The Making of an Economist (1987)
"Robert Kuttner (1985), summarizing the views of critical economists such as Wassily Leontief and John Kenneth Galbraith, writes: ''Departments of economics are graduating a generation of idiots savants, brilliant at esoteric mathematics yet innocent of actual economic life.''...
The typical graduate student in economics at these selected institutions [Chicago, Columbia, Harvard, MIT, Stanford and Yale] is a 26-year-old, middle class, nonreligious white male who is involved in a long-term relationship... As to the things they liked least, the majority of comments focused on the heavy load of mathematics and theory and a lack of relevance of the material they were learning...
Jacob Viner once said that ''men are not narrow in their intellectual interests by nature; it takes special and rigorous training to accomplish that end.'' Based on our survey we can conclude that graduate economics education is succeeding in narrowing students' interests... Even though most graduate students believed that reading in areas such as history and political science, and to a lesser extent, sociology and philosophy, was important from their development as economists, [most] lacked the time...
Knowledge of the economy and knowledge of economic literature do not make an economist successful, according to graduate students.

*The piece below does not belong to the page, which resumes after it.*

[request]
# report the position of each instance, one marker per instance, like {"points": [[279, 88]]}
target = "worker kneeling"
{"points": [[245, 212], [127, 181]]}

Forty-three percent believed that a knowledge of economic literature was unimportant... Sixty-eight percent believed that a thorough knowledge of the economy was unimportant... Clearly these results raise significant questions about the nature of graduate school, what is being taught, and the socialization process that occurs...
The scientific status of economics is clearly in doubt among students. A majority deny two key elements of any objective science: the distinction between positive and normative economics and agreement on fundamental issues... It seems to be a creed at Chicago that inflation is primarily a monetary phenomenon, with 100 percent agreeing with the proposition. At Harvard, 46 percent disagree. Likewise, it seems a creed at MIT that fiscal policy can be an effective tool for stabilization with no student disagreeing. At Chicago, 44 percent disagree... Harvard shows... a significant number of the students skeptical of the market...
Chicago students... demonstrate the greatest commitment to neoclassical economics... As one third-year MIT student noted: ''There are no Lucas types [at MIT].'' It is particularly striking that not a single MIT student thinks the rational expectations assumption is very important...
'A guy... on the faculty here, is very concerned with [policy] and I get the impression that he's almost sneered at for caring about practical problems that come along with implementing theoretical results. And there really are very few people on the faculty whose work I've seen really take that sort of thing into consideration...
The graduates are well-trained in problem-solving, but it is technical problem-solving which has more to do with formal modeling techniques than with real world problems. To do the problems little real world knowledge of institutions is needed, and in many cases such knowledge would actually be a hindrance since the simplifying assumptions would be harder to accept.
Students come into graduate school wanting economics to be relevant... but they quickly come around; they perceive the incentives in the system. They ar convinced that formal modeling is important to success, but are not convinced that the formal models provide deep insight into or reflect a solid understanding of the economic institutions being modeled... students who believe they are not being taught the most complicated theory feel deprived and unhappy...
''The first year seems to shape the rest of our career as an economist. It is really disturbing. We are moving into something but nobodey really knows what that is, except that they were socialized in this way of thinking by people who got their PH.D.s five years ago. It's like being brainwashed. You are deprived of sleep. You are subjected to extreme stress, bombarded with contradictory notions, and you end up accepting anything."